Javier Milei no centro das atenções

(Foto: Mariano Di Luch/Pexels)

Javier Milei acaba de passar pela prova de fogo da segunda metade de seu mandato, nesse 26 de outubro de 2025, com a renovação de metade da Câmara dos Deputados.

Ele se comprometeu a alterar drasticamente os serviços públicos, de saúde, de educação e de ajuda social, e a privatizar e demitir um número significativo de funcionários públicos e suspender os investimentos do Estado. Dois anos depois, tudo isso foi feito. Consciente disso, ofereceu aos seus eleitores sangue e lágrimas. Para, segundo a sua logorreia, lhes abrir o país de Canaã, o paraíso, onde corre leite e mel, sem desemprego, sem inflação e com muita criptomoeda.

Metade dos ministérios, considerados por ele como inúteis, foram suprimidos. As estradas e os edifícios públicos já não contam mais com manutenção. Os salários dos funcionários da educação e da saúde estão congelados desde 2023. A inflação, embora reduzida, está próxima de 30%, e os argentinos não conseguem mais pagar as contas. A ajuda social foi reduzida. A verdade dos preços foi imposta nos transportes. Apenas as estatísticas que foram reajustadas indicam uma redução da pobreza.
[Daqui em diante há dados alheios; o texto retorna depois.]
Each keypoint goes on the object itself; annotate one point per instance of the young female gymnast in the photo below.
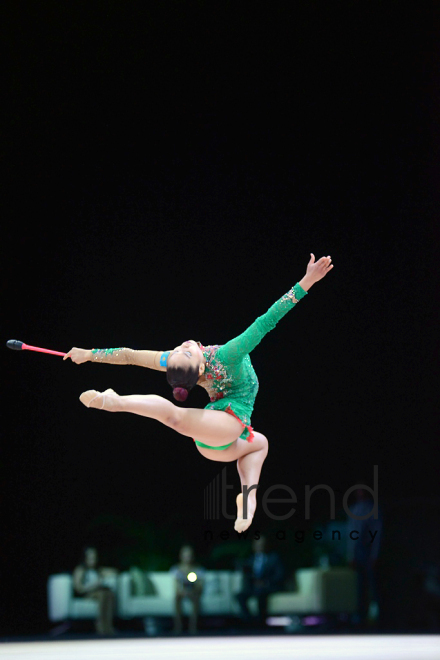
(221, 431)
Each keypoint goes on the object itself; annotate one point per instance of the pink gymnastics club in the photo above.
(20, 346)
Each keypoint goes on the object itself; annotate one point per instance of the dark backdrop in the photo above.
(167, 169)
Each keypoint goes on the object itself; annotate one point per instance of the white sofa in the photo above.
(320, 591)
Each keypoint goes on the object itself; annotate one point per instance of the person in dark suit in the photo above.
(263, 575)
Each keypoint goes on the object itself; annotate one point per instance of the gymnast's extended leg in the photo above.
(213, 427)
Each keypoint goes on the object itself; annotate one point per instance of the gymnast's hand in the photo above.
(316, 271)
(78, 355)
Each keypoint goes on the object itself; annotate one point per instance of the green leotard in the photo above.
(231, 381)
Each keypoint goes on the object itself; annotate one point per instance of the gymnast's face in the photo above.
(187, 355)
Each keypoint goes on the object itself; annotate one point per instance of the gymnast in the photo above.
(222, 430)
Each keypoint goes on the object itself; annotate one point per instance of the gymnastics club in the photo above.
(21, 346)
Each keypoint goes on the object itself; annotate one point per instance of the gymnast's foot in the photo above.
(101, 400)
(241, 524)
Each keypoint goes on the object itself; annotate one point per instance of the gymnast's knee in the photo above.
(262, 441)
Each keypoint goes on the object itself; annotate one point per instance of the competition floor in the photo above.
(346, 647)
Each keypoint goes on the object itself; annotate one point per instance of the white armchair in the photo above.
(63, 605)
(320, 591)
(215, 599)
A rota do presidente continua fixada no meridiano de Viena e Chicago e seus economistas ultraliberais. Mais uma vez, nenhuma surpresa. Javier Milei anunciou seu credo durante a campanha eleitoral. Ele o confirmou no Fórum de Davos e em suas publicações. Somente o mercado, todo o mercado e nada além do mercado. Para tirar a Argentina da estagflação é preciso submetê-la ao “laisser faire” mais radical possível. Segundo seu credo, qualquer intervenção do Estado perturba, e faria e faz mais mal do que bem. A política social, disse ele, é antissocial. O melhor defensor dos assalariados é o patrão. Os impostos só servem para travar a economia e desperdiçar dinheiro.
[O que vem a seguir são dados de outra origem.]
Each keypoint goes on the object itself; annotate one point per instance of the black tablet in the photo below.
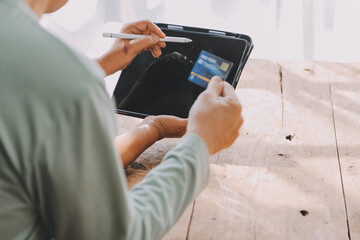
(170, 84)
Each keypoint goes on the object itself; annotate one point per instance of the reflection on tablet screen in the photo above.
(207, 66)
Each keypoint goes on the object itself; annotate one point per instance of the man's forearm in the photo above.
(132, 143)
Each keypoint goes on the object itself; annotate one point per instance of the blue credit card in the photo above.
(208, 65)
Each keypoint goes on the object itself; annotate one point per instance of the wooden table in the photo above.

Como resultado, Javier Milei conseguiu efetivamente travar a subida louca dos preços, que passou de 200% para 30%. Quanto ao resto, os eleitores da província de Buenos Aires, ou seja, 40% do total nacional, disseram-lhe “não” em 7 de setembro de 2025. Os candidatos presidenciais foram derrotados por uma diferença de 14 pontos em relação aos seus adversários.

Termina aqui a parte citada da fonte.